If you’re reading this, then you likely know someone who is currently a victim of domestic violence, or you were a victim yourself at some point. Either way, it’s a difficult and traumatic experience to go through. You might feel helpless and not know what to do, but there are actually quite a few things you can do to help domestic violence victims.

Here are six steps you can take if you want to help a domestic violence victim:

1. Believe them

One of the most important things you can do for a domestic violence victim is to believe them. It’s estimated that only around 30% of victims actually report their abuse, so it’s likely that many people in your life are suffering in silence. Also, an excellent piece of advice a domestic violence lawyer in Raleigh or any city with high domestic violence cases would give is to at least know the signs of domestic violence to further support their claim. If you notice the victim being socially withdrawn, having low self-esteem, or showing bruises, scratches, and other signs of physical abuse, you are more likely to corroborate their statement, especially when they need help in securing a protective order. 

Believe what they’re telling you, and let them know that you believe them. This can be a huge step in helping them feel supported and validated.

2. Listen to them

Emotional support is every bit as important as legal support. Listen to what the victim is saying, and try to understand their experiences. It can be difficult to hear about someone’s abuse, but it’s important to let them tell their story in their own words and at their own pace.

Reassure them that they are safe and you are all ears for them to talk to. Let them know that you’re there for them and that they can trust you. This is probably the most important thing you can do. Just being there for them and letting them know that you’re willing to listen (and not judge) can be incredibly helpful.

3. Offer support

Let the victim know that you’re there for them and that they can rely on you.

If you want to help a domestic violence victim, one of the best things you can do is offer your support to the victim in whatever way they need it. As mentioned earlier, this can include offering to listen, providing a shoulder to cry on, or helping with day-to-day tasks. Aside from emotional support, you should also offer practical support where possible. This could involve helping the victim to find a safe place to stay, assisting with financial matters, or connecting them with appropriate services.

It’s important to remember that you cannot “fix” the situation and that the victim will need to make their own decisions about what to do next. However, your support can be vital in helping them to cope with the situation and ultimately move on from it.

4. Help them develop a safety plan

If you want to help a domestic violence victim, one of the best things you can do is help them develop a safety plan. This can involve finding a safe place for them to stay, helping them get a restraining or protective order, and making sure they have access to resources like counseling and support groups.

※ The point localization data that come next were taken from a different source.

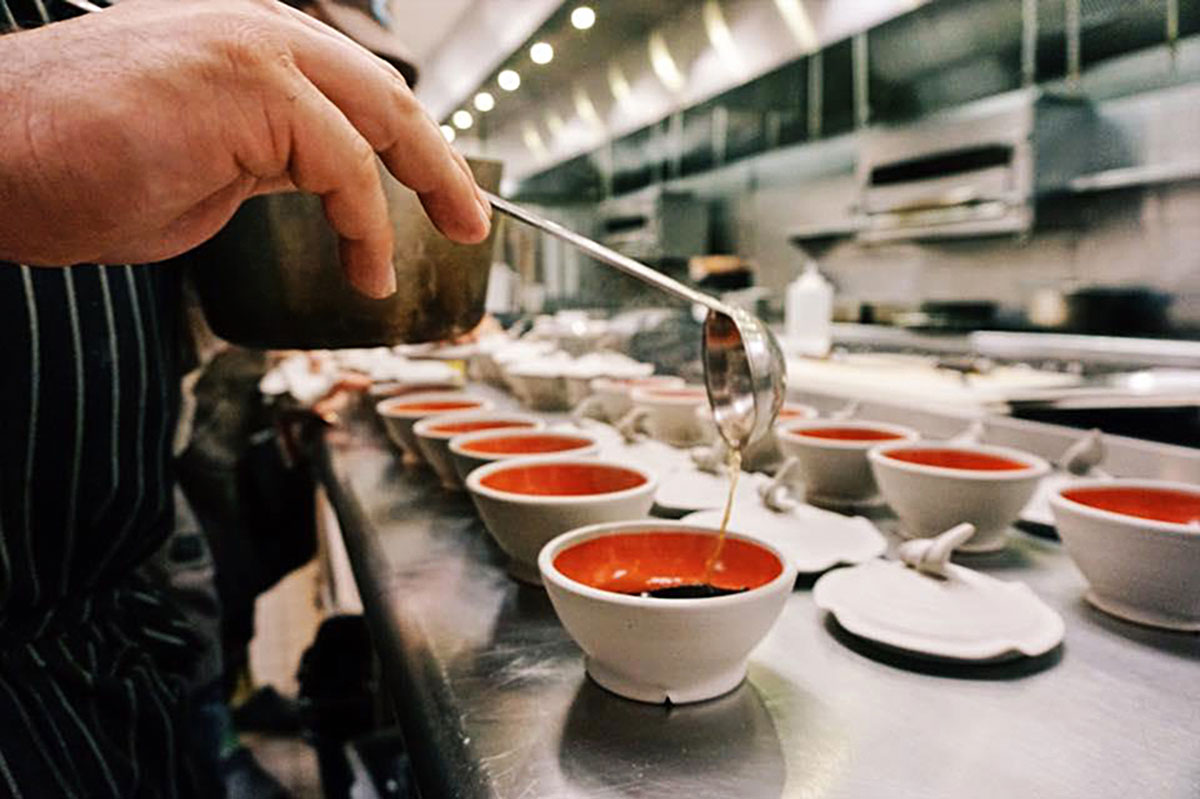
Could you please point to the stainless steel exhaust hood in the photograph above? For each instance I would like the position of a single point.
(977, 169)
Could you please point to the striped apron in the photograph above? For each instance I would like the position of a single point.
(91, 659)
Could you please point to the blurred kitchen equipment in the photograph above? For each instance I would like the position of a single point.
(1117, 310)
(271, 277)
(808, 312)
(655, 226)
(744, 367)
(977, 169)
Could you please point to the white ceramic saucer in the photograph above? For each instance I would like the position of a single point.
(688, 490)
(966, 616)
(813, 539)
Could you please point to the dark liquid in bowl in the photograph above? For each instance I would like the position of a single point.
(527, 444)
(701, 590)
(958, 460)
(475, 426)
(564, 480)
(849, 433)
(667, 564)
(1157, 504)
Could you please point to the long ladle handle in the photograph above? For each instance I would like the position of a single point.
(611, 257)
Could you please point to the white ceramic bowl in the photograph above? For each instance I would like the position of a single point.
(473, 450)
(399, 414)
(1145, 570)
(930, 498)
(522, 521)
(835, 470)
(610, 396)
(655, 649)
(670, 413)
(433, 434)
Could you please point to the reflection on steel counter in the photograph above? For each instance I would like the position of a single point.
(495, 702)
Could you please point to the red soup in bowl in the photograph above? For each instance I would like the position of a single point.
(538, 444)
(457, 428)
(1156, 504)
(563, 479)
(955, 458)
(645, 562)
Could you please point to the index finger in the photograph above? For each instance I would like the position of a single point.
(377, 101)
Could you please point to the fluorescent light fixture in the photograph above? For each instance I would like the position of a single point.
(583, 18)
(541, 53)
(485, 101)
(586, 108)
(509, 80)
(721, 37)
(664, 65)
(621, 89)
(798, 22)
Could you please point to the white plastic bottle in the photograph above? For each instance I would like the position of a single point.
(808, 313)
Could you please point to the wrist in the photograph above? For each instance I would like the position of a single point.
(18, 152)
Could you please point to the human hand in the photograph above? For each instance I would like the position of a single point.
(133, 134)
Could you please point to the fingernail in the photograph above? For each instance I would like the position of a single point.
(485, 214)
(387, 286)
(484, 202)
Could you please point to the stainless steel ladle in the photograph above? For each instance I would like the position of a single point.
(744, 368)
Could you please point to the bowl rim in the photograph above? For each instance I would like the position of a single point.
(1057, 502)
(784, 432)
(809, 413)
(550, 574)
(646, 396)
(430, 396)
(475, 486)
(424, 426)
(615, 384)
(1036, 466)
(461, 439)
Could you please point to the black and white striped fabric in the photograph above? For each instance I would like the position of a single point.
(90, 656)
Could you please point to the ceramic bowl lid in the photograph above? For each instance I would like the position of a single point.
(964, 614)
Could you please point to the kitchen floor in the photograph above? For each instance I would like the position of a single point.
(286, 623)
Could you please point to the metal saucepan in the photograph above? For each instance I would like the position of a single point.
(271, 277)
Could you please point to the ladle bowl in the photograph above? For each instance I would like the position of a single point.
(745, 373)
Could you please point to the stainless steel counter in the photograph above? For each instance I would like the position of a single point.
(495, 702)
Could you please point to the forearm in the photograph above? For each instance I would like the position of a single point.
(17, 154)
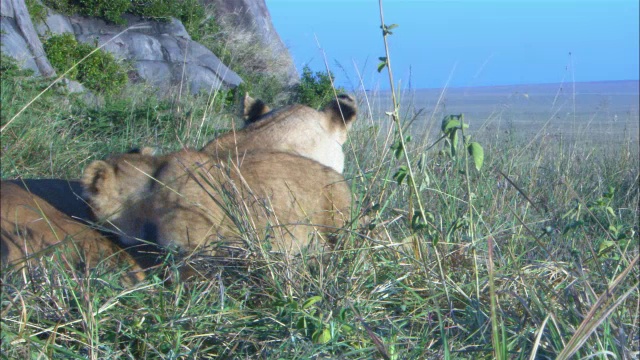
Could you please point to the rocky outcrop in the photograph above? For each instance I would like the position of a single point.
(19, 39)
(162, 53)
(250, 23)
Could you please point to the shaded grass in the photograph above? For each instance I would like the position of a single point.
(541, 208)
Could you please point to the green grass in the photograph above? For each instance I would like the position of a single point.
(562, 228)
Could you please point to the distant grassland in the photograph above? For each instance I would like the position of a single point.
(543, 232)
(604, 112)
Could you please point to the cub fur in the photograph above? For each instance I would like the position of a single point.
(295, 129)
(30, 227)
(197, 201)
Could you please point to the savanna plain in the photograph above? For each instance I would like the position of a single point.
(531, 253)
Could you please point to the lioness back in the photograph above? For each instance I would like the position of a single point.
(31, 228)
(295, 129)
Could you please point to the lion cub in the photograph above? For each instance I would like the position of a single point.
(295, 129)
(30, 227)
(192, 200)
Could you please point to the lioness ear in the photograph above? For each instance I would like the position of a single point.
(96, 178)
(342, 110)
(253, 109)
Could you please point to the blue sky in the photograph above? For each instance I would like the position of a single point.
(468, 42)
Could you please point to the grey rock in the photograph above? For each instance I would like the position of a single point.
(252, 17)
(162, 52)
(15, 46)
(159, 51)
(156, 73)
(55, 24)
(14, 12)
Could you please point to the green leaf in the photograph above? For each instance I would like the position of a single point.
(477, 153)
(310, 301)
(452, 122)
(610, 211)
(397, 148)
(453, 138)
(401, 174)
(605, 246)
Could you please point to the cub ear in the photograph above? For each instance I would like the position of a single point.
(253, 109)
(147, 150)
(97, 178)
(342, 110)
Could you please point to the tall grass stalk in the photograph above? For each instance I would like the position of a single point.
(414, 194)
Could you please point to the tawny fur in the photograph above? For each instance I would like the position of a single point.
(295, 129)
(32, 228)
(197, 201)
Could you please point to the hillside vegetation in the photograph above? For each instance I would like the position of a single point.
(534, 255)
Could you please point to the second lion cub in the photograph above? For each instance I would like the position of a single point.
(194, 201)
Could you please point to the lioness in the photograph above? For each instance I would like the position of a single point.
(295, 129)
(193, 200)
(30, 227)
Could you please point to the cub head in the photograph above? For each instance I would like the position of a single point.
(253, 109)
(112, 187)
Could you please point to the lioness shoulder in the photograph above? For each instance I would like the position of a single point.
(295, 129)
(197, 200)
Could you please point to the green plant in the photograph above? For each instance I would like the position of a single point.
(99, 72)
(62, 52)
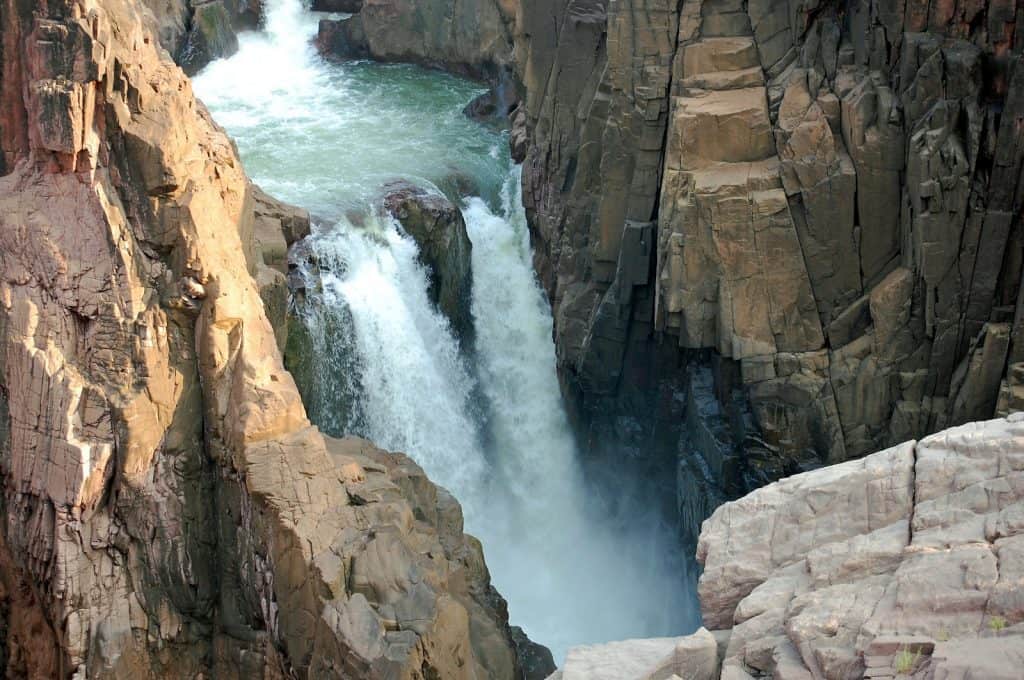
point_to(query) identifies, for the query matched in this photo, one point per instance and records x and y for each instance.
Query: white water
(489, 426)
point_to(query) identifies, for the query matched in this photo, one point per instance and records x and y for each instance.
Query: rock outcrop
(905, 563)
(439, 229)
(168, 509)
(775, 236)
(197, 32)
(469, 37)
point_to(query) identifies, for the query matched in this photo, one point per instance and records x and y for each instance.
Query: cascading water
(328, 136)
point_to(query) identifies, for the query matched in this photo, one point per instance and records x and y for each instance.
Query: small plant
(906, 660)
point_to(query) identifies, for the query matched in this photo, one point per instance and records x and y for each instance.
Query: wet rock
(342, 38)
(536, 662)
(470, 37)
(197, 32)
(871, 558)
(437, 226)
(343, 6)
(212, 36)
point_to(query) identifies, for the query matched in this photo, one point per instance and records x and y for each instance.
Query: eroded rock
(169, 509)
(439, 229)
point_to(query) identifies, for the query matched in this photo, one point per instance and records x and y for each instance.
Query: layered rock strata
(197, 32)
(905, 563)
(169, 510)
(775, 236)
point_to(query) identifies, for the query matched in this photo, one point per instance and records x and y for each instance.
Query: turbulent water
(485, 421)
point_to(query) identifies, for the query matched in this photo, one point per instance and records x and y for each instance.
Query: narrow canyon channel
(485, 418)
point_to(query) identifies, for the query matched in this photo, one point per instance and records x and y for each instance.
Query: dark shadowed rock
(346, 6)
(342, 38)
(437, 226)
(835, 192)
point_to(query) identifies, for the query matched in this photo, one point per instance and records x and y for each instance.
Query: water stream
(485, 422)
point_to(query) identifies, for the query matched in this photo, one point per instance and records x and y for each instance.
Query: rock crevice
(169, 510)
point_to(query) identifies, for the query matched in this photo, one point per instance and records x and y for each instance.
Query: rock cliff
(775, 234)
(905, 563)
(469, 37)
(196, 32)
(168, 509)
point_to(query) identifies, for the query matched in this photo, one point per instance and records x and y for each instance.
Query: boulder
(179, 516)
(439, 230)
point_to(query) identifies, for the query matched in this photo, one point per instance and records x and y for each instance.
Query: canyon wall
(775, 235)
(169, 510)
(469, 37)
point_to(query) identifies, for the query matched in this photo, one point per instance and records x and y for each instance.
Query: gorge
(484, 421)
(651, 257)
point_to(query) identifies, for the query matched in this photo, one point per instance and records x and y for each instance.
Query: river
(486, 422)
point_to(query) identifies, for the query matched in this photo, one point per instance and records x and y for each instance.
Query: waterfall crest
(487, 423)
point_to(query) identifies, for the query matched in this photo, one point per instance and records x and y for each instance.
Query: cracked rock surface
(830, 200)
(168, 509)
(905, 563)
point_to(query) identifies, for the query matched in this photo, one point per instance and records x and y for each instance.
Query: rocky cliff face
(470, 37)
(196, 32)
(775, 235)
(168, 509)
(836, 572)
(905, 563)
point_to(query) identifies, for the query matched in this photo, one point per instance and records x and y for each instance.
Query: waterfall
(487, 424)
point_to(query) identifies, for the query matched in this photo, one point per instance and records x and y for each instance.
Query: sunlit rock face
(168, 509)
(774, 235)
(837, 572)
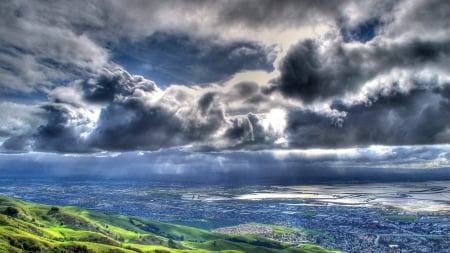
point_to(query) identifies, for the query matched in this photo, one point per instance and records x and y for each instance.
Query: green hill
(30, 227)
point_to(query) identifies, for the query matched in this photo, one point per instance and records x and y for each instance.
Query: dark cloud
(16, 144)
(262, 13)
(58, 134)
(312, 74)
(420, 117)
(110, 84)
(130, 122)
(177, 58)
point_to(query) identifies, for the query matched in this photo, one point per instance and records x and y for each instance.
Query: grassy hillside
(30, 227)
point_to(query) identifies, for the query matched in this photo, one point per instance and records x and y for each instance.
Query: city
(366, 226)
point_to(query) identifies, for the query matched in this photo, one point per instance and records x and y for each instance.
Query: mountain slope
(30, 227)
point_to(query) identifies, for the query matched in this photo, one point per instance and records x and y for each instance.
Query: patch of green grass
(44, 228)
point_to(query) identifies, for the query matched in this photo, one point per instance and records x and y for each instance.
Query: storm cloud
(223, 75)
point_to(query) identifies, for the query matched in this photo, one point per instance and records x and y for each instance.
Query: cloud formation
(367, 77)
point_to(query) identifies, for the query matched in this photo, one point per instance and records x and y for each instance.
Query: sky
(231, 90)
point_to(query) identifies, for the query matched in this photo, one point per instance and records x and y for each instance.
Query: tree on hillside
(11, 211)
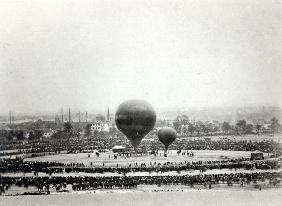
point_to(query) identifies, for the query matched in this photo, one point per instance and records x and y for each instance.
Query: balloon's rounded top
(167, 135)
(135, 119)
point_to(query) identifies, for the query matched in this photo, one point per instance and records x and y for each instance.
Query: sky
(93, 54)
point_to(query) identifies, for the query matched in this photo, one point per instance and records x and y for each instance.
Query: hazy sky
(94, 54)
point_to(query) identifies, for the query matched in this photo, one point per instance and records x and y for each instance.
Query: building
(48, 133)
(118, 148)
(257, 155)
(96, 126)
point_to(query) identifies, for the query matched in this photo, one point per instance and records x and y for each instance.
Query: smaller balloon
(167, 135)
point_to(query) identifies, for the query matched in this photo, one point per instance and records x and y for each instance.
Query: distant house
(118, 148)
(257, 155)
(100, 126)
(48, 133)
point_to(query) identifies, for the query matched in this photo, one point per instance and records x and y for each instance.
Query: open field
(108, 157)
(277, 137)
(267, 197)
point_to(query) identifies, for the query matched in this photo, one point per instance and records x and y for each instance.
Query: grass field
(267, 197)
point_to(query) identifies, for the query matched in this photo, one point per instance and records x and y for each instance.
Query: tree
(249, 129)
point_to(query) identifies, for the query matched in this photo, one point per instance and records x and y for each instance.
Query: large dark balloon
(167, 135)
(135, 119)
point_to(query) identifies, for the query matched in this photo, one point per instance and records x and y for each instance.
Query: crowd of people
(44, 184)
(18, 165)
(81, 145)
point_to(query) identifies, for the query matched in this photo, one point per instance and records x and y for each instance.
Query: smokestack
(108, 114)
(10, 114)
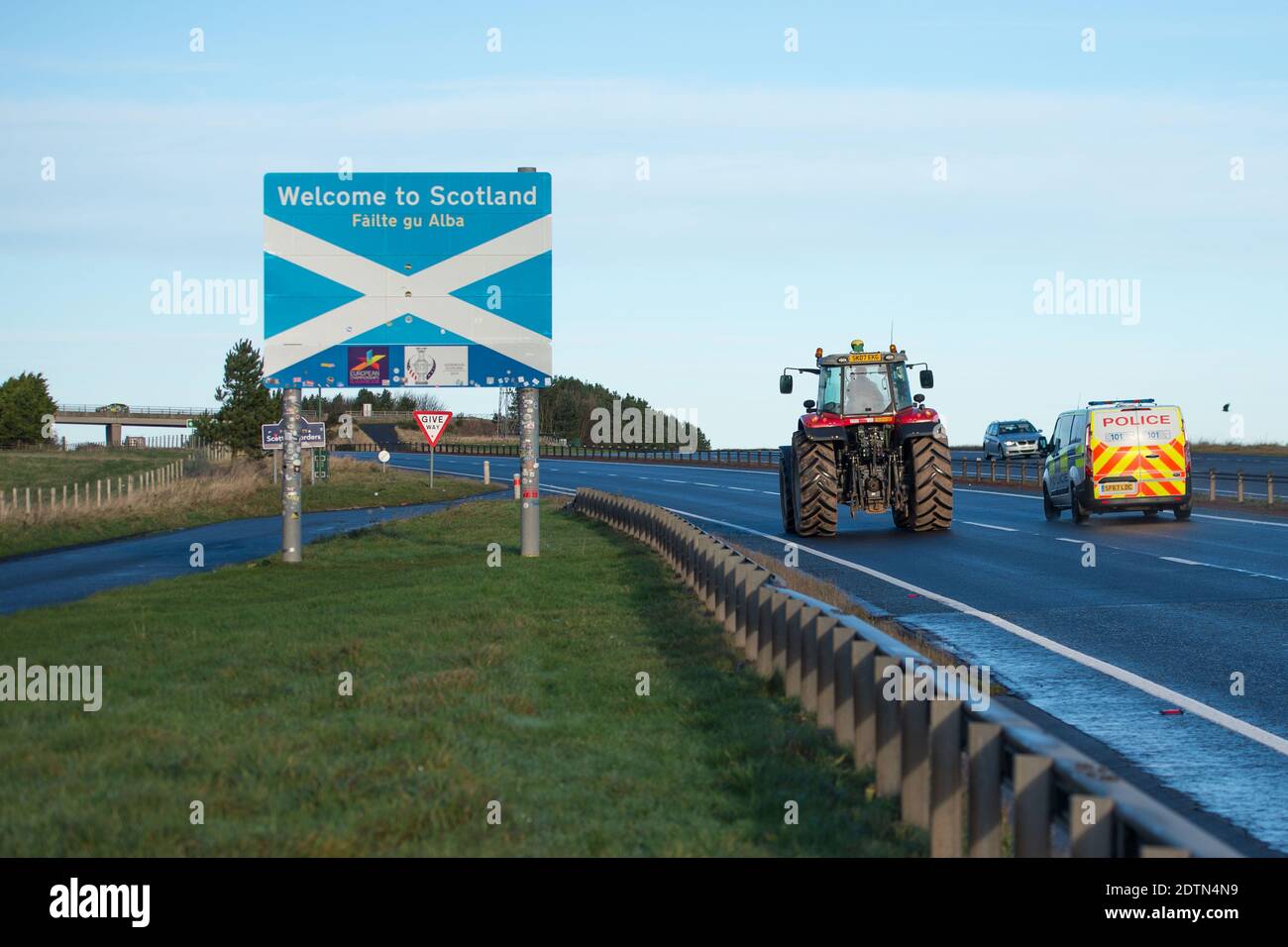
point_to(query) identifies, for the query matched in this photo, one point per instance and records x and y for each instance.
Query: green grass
(220, 492)
(47, 470)
(471, 684)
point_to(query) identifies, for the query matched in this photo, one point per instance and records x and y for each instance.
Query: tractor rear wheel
(930, 484)
(816, 482)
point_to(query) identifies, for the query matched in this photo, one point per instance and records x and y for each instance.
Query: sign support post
(529, 512)
(292, 482)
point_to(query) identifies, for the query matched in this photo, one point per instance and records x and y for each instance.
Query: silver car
(1019, 438)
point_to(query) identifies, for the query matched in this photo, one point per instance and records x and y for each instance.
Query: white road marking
(1235, 519)
(1164, 693)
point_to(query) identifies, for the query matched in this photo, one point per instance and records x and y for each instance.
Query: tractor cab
(867, 444)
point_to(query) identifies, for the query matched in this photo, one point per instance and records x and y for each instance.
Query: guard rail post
(1091, 826)
(793, 680)
(984, 789)
(842, 682)
(1031, 812)
(863, 673)
(914, 757)
(945, 779)
(889, 781)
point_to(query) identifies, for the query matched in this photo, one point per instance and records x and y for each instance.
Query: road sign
(271, 437)
(433, 424)
(407, 279)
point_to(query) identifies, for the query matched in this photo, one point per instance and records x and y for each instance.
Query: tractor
(867, 444)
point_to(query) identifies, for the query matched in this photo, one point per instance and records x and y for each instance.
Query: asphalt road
(1254, 468)
(1170, 615)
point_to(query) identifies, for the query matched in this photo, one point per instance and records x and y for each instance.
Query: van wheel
(1076, 509)
(1048, 508)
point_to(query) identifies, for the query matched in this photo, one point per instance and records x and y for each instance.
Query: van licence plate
(1121, 487)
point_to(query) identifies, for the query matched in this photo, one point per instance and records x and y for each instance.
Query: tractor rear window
(867, 389)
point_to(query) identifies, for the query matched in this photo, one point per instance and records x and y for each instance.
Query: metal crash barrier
(944, 759)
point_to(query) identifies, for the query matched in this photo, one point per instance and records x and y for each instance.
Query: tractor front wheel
(930, 484)
(786, 500)
(818, 486)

You should also make sure they have a way to contact you or someone else they trust at all times, in case they need help. And, if possible, try to help them build a support network of friends or family members who can offer emotional and practical assistance. Safety should be the victim’s primary concern, so do whatever you can to help them stay safe.

5. Encourage them to get help

One way you can help a victim of domestic violence is by encouraging them to get help. This could mean suggesting they talk to a therapist or counselor, joining a support group, or even contacting a national helpline like the National Domestic Violence Hotline. You may also suggest legal assistance for them. Let them know that you are there for them and want to help them in any way you can. Domestic violence can have a lasting impact on someone’s mental and physical health, so it’s important to get help.

Let the victim know that you support their decision to seek help and that you’ll be there for them every step of the way.

6. Be patient

Recovering from domestic violence is a long and difficult process, so it’s important to be patient. The victim might not be ready to talk about their experiences right away, and that’s okay. Just let them know that you’re there for them when they’re ready.

a domestic violence woman visiting a psychologist

Domestic violence is a complex issue, but there are things you can do to help. Just remember to believe the victim, offer your support, and be patient.